Lithuanian military officer

Aleksandras Plechavičius (1 June 1897 – 6 May 1942) was a Lithuanian military officer in the Imperial Russian Army and then the Lithuanian Army. In the service of Lithuania, he rose to the rank of colonel in the interwar period. He was a younger brother to the more famous Lithuanian military officer and later statesman Povilas Plechavičius.

==Early life==
Aleksandras Plechavičius was born on 1 June 1897, in Bukančiai farmstead in the Židikai District to the Lithuanian farmer Ignas Plechavičius. His mother was the Lithuanian noblewoman Konstancija Bukontaitė. Aleksandras had ten siblings. He studied at the Mitau Gymnasium.

==Active military service==
Aleksandras Plechavičius was mobilised to the Imperial Russian Army in 1914. Together with his elder brother Povilas, he completed the Cossack Cavalry School in Orenburg. While fighting against the Germans and the Ottomans, he was injured twice. In 1917, he was promoted to the commander of his cavalry squadron.

He returned from the front with his brother Povilas to Lithuania in July 1918. In November 1918, he enlisted as a volunteer in the Lithuanian Army. From December 1918 to February 1919 he actively participated in the fighting against the invading Bolsheviks with partisans in the areas of Seda, Telšiai and Akmenė. On 7 February 1919, he was designated the commander of the headquarter company (komendantūra) of Seda–Mažeikiai and was its commandant's deputy. A few months later, in July, he was the commandant of Utena and organised the headquarters of the district and town.

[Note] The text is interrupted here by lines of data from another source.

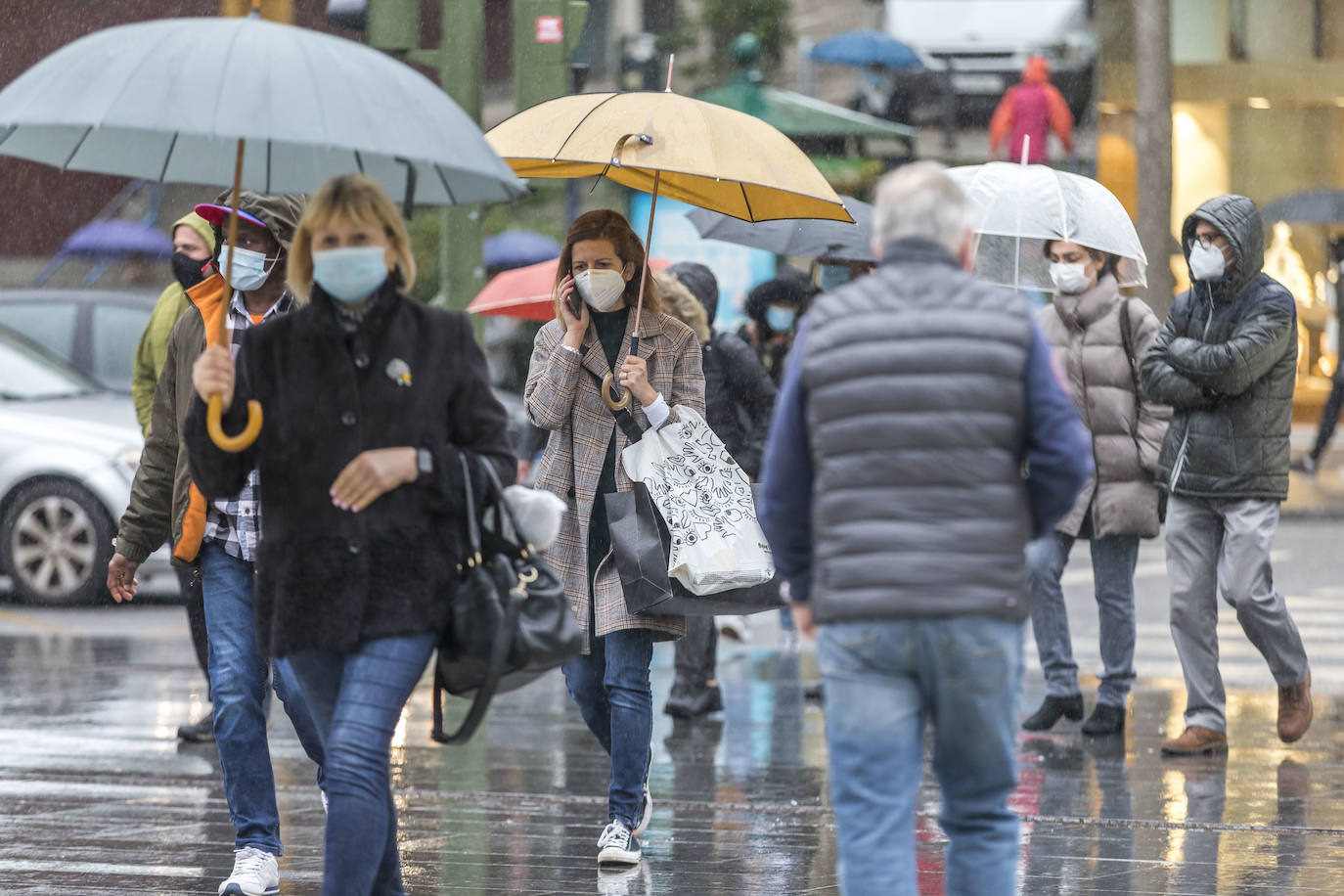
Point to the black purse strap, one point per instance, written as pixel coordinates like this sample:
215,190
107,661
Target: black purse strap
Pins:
503,636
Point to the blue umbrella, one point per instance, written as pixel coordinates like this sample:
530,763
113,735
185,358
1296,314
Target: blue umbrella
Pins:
865,49
517,248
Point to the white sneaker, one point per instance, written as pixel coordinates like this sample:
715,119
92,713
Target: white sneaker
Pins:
734,629
255,874
617,845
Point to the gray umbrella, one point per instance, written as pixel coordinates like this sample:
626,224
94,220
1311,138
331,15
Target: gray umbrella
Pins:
283,109
309,107
811,238
1312,207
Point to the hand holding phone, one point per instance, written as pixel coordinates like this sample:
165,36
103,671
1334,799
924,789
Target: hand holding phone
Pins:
573,310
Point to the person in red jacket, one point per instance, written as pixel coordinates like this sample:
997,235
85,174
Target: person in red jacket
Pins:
1031,109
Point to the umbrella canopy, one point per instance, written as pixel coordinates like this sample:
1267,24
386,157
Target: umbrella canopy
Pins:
525,291
811,238
1019,207
1312,207
309,105
866,47
517,248
700,154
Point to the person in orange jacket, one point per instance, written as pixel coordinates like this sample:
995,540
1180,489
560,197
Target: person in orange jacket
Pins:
1030,111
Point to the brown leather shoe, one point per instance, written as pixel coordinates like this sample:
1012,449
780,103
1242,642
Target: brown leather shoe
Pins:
1294,709
1193,740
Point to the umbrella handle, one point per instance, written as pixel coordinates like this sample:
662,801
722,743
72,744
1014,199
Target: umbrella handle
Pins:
215,411
615,405
244,441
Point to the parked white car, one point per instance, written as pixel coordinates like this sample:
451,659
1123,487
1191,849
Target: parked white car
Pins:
67,456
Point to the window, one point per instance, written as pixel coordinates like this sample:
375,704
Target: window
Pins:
49,324
114,336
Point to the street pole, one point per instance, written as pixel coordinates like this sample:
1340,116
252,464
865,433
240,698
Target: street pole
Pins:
461,267
1153,146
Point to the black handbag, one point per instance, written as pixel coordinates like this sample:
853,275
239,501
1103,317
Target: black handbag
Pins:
510,619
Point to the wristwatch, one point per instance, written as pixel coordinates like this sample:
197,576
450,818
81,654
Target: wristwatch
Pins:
425,464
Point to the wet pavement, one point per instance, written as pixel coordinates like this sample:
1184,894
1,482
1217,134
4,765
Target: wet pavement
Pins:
98,797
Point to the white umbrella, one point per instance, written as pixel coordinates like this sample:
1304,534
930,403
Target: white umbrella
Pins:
1019,207
263,107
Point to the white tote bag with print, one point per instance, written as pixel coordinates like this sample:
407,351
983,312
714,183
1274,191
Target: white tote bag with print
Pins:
706,501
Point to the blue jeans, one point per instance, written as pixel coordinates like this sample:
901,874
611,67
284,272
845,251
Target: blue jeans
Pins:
1113,586
884,680
238,673
610,687
356,698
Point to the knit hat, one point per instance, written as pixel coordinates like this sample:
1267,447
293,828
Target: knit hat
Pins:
703,285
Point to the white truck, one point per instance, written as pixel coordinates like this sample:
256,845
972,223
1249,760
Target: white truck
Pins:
978,49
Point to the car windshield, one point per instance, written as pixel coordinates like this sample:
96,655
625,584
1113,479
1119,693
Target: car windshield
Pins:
28,373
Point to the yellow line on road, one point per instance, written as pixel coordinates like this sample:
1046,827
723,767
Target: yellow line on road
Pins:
25,621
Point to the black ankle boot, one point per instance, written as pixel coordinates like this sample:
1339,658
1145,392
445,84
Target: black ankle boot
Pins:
1050,711
1105,720
691,702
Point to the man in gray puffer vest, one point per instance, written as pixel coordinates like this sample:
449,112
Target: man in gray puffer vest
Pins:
898,510
1226,362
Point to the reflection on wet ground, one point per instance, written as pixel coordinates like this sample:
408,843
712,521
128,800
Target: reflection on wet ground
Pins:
97,795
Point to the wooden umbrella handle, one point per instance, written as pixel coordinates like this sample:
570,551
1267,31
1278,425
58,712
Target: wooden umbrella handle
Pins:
232,443
215,410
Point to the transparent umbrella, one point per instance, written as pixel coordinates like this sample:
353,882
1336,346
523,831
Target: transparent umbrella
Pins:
1019,207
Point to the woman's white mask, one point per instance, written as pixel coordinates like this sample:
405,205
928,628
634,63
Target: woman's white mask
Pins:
601,289
1070,278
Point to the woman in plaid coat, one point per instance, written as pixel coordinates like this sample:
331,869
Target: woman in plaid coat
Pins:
596,291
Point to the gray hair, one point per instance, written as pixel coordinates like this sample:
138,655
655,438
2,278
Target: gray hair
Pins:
919,199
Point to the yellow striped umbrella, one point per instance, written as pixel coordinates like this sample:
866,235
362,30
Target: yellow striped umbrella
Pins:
668,146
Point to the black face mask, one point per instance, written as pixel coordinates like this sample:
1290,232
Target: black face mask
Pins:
187,270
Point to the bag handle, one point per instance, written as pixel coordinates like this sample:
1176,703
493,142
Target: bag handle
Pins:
473,524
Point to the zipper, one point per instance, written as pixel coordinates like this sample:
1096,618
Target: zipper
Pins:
1179,467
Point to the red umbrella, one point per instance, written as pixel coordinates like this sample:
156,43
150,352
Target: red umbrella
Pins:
525,291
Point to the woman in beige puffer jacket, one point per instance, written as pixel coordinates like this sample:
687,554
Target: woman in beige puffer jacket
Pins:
1120,506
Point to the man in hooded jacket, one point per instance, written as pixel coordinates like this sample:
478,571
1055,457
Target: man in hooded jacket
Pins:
1226,363
221,538
194,250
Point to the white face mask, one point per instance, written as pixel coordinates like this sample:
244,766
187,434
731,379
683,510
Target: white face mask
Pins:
250,269
1206,262
601,289
1070,278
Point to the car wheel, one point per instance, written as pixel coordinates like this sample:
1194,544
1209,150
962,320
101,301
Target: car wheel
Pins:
56,542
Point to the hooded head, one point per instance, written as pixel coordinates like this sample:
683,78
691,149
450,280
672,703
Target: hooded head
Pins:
790,288
1238,219
703,285
682,304
200,225
1037,70
277,212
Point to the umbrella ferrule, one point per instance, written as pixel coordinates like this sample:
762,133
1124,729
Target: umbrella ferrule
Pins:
620,144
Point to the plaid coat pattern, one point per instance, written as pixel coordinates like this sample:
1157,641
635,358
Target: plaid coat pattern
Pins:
562,396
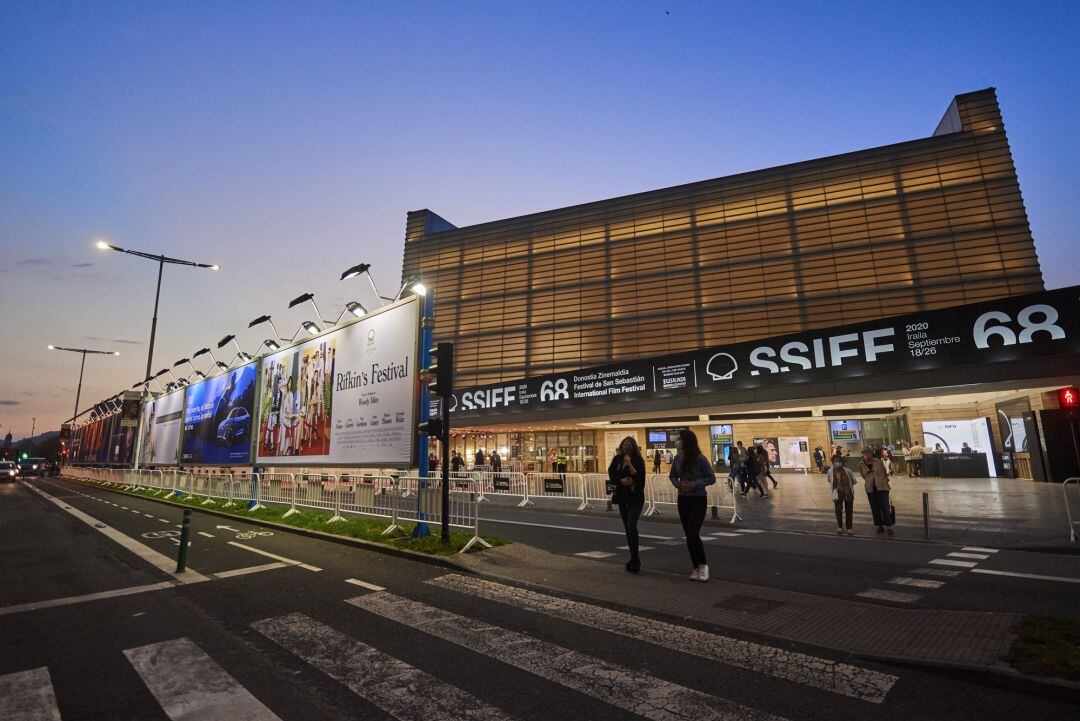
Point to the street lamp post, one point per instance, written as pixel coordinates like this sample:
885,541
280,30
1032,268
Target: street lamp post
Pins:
82,366
157,297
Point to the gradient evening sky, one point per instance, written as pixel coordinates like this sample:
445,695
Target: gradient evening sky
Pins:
286,141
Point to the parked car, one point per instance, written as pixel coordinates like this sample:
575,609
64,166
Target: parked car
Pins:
31,466
235,427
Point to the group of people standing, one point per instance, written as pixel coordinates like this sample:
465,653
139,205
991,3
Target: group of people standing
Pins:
690,473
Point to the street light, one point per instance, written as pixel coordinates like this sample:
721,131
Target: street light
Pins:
363,269
266,318
161,266
305,298
82,366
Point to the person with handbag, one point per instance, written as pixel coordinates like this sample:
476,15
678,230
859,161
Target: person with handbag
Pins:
841,483
876,477
691,474
626,474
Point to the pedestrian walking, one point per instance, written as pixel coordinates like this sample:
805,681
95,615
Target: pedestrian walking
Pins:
626,473
916,452
766,460
841,483
876,478
691,473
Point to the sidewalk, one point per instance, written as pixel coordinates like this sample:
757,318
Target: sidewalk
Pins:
952,638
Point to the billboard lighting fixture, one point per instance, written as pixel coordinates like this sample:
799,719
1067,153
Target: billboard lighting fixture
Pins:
354,308
364,269
266,318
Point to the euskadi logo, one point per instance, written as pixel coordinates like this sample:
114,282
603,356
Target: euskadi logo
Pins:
554,390
721,367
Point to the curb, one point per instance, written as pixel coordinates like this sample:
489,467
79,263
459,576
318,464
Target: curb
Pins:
445,561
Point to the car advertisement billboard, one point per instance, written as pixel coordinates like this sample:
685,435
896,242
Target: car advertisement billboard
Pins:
162,422
345,397
218,413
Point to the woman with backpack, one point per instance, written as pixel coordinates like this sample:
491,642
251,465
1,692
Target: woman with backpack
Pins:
626,473
691,473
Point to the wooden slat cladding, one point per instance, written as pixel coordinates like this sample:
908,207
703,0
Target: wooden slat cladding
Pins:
916,226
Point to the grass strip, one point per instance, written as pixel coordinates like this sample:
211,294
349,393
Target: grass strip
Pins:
1047,645
353,527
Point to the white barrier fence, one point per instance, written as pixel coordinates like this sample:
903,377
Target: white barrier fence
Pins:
379,497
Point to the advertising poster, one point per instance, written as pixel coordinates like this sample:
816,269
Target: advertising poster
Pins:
343,397
771,447
217,419
795,452
162,421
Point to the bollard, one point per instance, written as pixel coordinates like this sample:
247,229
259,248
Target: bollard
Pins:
181,558
926,514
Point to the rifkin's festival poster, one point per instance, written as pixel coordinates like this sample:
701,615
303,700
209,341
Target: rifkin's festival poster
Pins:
345,397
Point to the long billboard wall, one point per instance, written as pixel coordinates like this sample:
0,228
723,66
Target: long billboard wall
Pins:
161,425
217,419
1036,326
345,397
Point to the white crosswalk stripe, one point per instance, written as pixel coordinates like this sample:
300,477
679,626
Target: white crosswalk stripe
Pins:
402,691
189,684
790,666
626,689
28,696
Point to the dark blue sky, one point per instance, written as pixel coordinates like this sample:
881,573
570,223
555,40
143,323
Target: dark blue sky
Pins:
287,140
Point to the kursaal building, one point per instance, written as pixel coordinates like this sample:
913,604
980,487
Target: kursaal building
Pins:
874,297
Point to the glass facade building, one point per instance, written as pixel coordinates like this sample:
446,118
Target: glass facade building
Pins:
921,225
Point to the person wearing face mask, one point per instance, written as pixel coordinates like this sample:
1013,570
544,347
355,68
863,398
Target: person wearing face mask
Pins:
626,473
691,473
841,481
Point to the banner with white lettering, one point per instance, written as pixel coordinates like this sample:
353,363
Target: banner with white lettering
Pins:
1041,325
345,397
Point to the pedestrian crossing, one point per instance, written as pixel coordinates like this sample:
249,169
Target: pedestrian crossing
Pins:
188,683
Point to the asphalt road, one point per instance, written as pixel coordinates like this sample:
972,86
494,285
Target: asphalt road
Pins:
821,563
96,626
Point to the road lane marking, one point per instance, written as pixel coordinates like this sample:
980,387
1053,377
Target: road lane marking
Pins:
291,561
28,696
946,561
251,569
894,596
389,683
814,671
916,583
574,528
1034,576
189,684
630,690
942,573
71,600
146,553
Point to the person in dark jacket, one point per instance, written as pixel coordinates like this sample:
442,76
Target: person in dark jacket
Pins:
626,473
691,473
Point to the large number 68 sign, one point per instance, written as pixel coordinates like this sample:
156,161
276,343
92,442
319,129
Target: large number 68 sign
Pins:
1047,323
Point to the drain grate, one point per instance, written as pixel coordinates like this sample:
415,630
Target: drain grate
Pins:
750,604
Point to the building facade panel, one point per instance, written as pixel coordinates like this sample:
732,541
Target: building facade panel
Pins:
921,225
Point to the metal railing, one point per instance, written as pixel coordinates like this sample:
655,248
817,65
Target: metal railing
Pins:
378,497
1068,512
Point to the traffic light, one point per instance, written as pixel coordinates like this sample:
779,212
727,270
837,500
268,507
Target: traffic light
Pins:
441,370
431,427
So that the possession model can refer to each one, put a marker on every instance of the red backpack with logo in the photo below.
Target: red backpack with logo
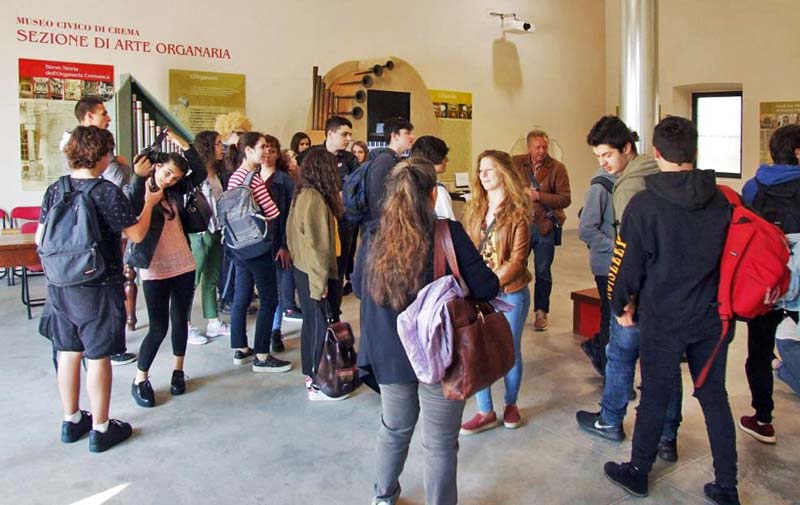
(753, 264)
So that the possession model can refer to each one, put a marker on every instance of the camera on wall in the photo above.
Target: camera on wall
(510, 23)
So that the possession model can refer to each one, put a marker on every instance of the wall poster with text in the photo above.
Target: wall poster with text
(453, 111)
(48, 92)
(196, 98)
(773, 115)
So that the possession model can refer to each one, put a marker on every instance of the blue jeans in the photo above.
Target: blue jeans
(516, 318)
(544, 250)
(789, 372)
(261, 272)
(286, 290)
(621, 353)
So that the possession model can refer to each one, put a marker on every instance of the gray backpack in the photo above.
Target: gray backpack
(244, 227)
(71, 236)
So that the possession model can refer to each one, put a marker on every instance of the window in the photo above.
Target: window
(718, 118)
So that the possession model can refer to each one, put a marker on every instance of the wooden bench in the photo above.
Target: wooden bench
(585, 312)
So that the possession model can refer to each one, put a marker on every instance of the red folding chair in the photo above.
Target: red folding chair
(27, 271)
(21, 214)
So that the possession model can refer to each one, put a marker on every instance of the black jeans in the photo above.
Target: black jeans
(315, 324)
(660, 358)
(169, 301)
(758, 367)
(261, 272)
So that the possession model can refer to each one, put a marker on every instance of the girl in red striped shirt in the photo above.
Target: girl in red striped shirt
(252, 149)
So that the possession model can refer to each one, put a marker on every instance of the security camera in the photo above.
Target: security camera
(510, 23)
(517, 25)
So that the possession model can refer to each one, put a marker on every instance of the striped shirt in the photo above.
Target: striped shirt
(259, 190)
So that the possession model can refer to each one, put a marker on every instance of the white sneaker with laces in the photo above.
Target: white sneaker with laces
(195, 338)
(218, 329)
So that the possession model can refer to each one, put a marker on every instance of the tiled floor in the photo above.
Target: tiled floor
(239, 437)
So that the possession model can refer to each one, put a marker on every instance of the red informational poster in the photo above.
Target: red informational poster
(48, 91)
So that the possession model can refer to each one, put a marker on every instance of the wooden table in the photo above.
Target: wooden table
(17, 250)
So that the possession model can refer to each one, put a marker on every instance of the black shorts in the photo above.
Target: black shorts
(87, 319)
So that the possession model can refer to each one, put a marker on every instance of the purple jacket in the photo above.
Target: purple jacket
(426, 331)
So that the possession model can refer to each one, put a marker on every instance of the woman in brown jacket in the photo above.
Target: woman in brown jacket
(497, 219)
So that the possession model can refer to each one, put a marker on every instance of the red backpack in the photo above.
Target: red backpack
(753, 263)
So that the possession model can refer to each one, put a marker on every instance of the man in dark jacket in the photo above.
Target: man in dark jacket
(666, 269)
(775, 194)
(338, 134)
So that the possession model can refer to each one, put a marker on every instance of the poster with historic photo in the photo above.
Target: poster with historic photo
(197, 98)
(48, 91)
(773, 115)
(453, 111)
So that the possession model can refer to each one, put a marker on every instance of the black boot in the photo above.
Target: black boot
(721, 495)
(178, 383)
(628, 477)
(143, 394)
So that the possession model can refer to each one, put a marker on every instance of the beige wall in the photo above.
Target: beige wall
(553, 78)
(720, 44)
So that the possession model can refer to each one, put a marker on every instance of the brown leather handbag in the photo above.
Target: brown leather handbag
(483, 350)
(337, 373)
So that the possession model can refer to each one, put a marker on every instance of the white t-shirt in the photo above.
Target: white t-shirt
(444, 204)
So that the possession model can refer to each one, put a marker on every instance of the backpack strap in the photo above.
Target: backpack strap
(443, 251)
(248, 179)
(607, 183)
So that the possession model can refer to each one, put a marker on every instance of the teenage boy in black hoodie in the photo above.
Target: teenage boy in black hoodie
(668, 253)
(775, 194)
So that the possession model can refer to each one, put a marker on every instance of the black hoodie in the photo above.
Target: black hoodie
(668, 252)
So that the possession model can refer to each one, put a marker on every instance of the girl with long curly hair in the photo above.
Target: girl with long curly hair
(399, 263)
(313, 239)
(497, 219)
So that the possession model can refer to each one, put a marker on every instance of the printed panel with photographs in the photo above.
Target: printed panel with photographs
(48, 92)
(772, 116)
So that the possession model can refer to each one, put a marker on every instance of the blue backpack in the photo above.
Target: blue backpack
(69, 250)
(354, 194)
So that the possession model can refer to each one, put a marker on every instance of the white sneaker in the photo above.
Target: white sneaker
(218, 328)
(195, 338)
(315, 395)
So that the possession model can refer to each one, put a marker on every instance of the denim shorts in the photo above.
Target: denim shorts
(87, 319)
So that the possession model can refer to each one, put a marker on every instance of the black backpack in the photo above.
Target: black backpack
(779, 204)
(603, 181)
(69, 248)
(354, 194)
(244, 227)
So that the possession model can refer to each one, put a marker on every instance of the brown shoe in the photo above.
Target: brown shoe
(541, 321)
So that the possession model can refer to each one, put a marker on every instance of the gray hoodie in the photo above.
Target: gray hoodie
(596, 226)
(631, 182)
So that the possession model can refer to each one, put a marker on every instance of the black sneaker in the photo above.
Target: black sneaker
(592, 353)
(242, 357)
(271, 364)
(277, 341)
(72, 432)
(627, 477)
(721, 495)
(594, 424)
(143, 394)
(668, 450)
(178, 383)
(122, 359)
(117, 432)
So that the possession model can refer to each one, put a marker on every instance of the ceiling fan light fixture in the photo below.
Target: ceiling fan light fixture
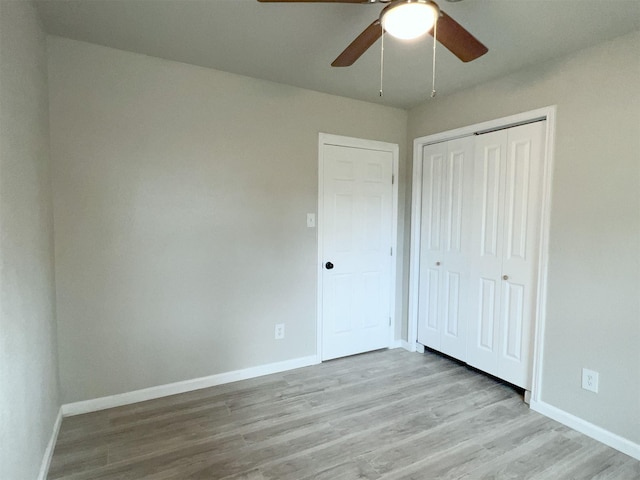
(409, 19)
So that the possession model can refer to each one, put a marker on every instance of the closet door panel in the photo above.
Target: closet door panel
(456, 233)
(523, 173)
(429, 322)
(486, 254)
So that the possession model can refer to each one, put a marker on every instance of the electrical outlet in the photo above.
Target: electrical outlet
(279, 331)
(590, 380)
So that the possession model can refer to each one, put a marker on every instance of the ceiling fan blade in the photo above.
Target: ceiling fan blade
(457, 39)
(360, 45)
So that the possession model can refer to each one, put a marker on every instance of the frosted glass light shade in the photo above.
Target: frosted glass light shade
(409, 20)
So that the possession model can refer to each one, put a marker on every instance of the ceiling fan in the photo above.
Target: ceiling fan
(407, 19)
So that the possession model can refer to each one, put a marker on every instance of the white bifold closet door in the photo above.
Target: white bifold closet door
(504, 251)
(445, 231)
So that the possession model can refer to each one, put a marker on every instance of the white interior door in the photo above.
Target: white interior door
(486, 267)
(521, 231)
(356, 220)
(444, 253)
(505, 257)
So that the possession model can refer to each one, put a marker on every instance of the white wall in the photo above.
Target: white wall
(180, 198)
(28, 358)
(593, 310)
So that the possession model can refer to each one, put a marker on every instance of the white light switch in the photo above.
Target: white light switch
(311, 220)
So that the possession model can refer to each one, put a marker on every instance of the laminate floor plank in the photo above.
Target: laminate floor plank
(384, 415)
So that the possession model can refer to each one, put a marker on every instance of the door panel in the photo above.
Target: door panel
(523, 187)
(429, 324)
(445, 232)
(357, 229)
(486, 255)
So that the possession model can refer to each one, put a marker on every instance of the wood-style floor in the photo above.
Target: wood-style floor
(382, 415)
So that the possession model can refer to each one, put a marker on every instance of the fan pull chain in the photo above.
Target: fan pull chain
(433, 67)
(381, 60)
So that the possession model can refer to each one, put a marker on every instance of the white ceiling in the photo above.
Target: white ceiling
(295, 43)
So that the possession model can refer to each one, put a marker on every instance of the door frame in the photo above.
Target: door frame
(546, 113)
(351, 142)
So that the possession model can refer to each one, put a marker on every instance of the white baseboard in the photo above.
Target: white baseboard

In December 1919, he became the 5th Infantry Regiment's commandant. In September and October 1920, he participated in fighting against the attacking Polish Army. After the fighting, in November 1920 he was transferred to the 2nd Uhlan Regiment. In December, he became the commander of a squadron and from July 1921, the deputy of the colonel. Then, in December 1921, he was the chairman of the regiment's court.

==Later life==
He finished the Higher Officers' Courses in 1923. Three years later, he was the colonel of the 2nd Uhlan Regiment, and a year later, the commander. In 1929, he was sent to train with the Reichswehr. In 1933, he retired and became a farmer.

After the Soviet Union occupied Lithuania in June 1940, he was arrested by the NKVD on 13 July 1940. He was brutally interrogated in the prison of Raseiniai, and in July 1941 was deported to the Sol Iletsky in the Chkalov Oblast and in October to Petropavl. His younger brother Kazimieras (born in 1909) was deported together with him. Plechavičius died in prison in May 1942.

==Awards==
He was awarded the following orders:
- Order of the Cross of Vytis, 5th class (1927)
- Order of the Lithuanian Grand Duke Gediminas, 3rd class (1928)
- Order of Vytautas the Great, 3rd class (1933)

== Memory ==
There is a statue dedicated to Aleksandras Plechavičius in the Kalniškiai village of the Stalgėnai eldership.